A la mañana siguiente Shiom junto a su madre, Cecilia, se encontraban limpiando el bar. La noche había sido larga y gracias a acto que hizo Prats, debían dejar limpio el suelo. No estaban limpiando las manchas de sangre, esas la habían limpiado los caballeros de La Sagrada Orden Del Corazón Negro con sus propias ropas, sino todo el desastre de bebidas que había quedado en el suelo. Normalmente el que se encargaba de limpiar ese desastre era el único hijo, pero aquella mañana incluso a mamá le tocó ayudar. Había casi que cualquier tipo de líquidos en el suelo: Sidra, vino, Ale, cerveza, saliva y demás cosas que ninguno quiere escuchar.

—Madre —dijo Shiom con un movimiento teatral con el secador en su mano izquierda— ¿Por qué padre no ayuda?

—Muy buena pregunta hijo —respondió Cecilia haciendo que su voz pareciera la de una mujer sufrida—, nosotros siempre hacemos todo mientras tu padre solo limpia la barra y sirve las bebidas. Él nunca ha salido a repartido a servir la comida junto a las demás camareras —Le regalo un guiño a su hijo—. Nunca ha tenido que limpiar el suelo, siempre lo hace nuestro pobre bebé.

—Madre si supieras —dijo el chico con voz alta para que su padre lo escuchara con atención—, si te contara la vez que mi padre irrumpió mi habitación pensando que yo me encontraba con una de las hijas del alcalde, mientras que yo me encontraba en el cuarto de una clienta haciéndole un masaje.

—Claro que sé —replicó su madre mientras caminaba hacia la barra—, recuerda que ese día nos tocó cambiar las sabanas de esa habitación porque tenían sangre y no precisamente de la chica.
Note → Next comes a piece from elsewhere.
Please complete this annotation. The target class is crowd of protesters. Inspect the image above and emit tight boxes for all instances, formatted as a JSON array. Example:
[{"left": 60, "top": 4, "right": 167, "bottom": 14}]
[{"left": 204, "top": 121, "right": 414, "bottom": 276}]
Shiom y Cecilia rieron ante ese comentario, Prats había sufrido una herida en su brazo por agarrar la espada de su hijo. En ese momento había sido una herida grande, ahora solo es una marca roja en la palma de su mano. El posadero subió una ceja mirando a ambos, para caminar con mucha calma hasta posarse detrás de su hijo para luego darle un rápido golpe en la cabeza.

— ¿Podrían dejarse de burlar de ese día? —preguntó el posadero. Aunque su voz parecía más una orden que una pregunta— Shiom, respeta a tus mayores. Puede que me hayas ganado en una batalla de entrenamiento, pero créeme que no lograrías vencerme si estoy preparado.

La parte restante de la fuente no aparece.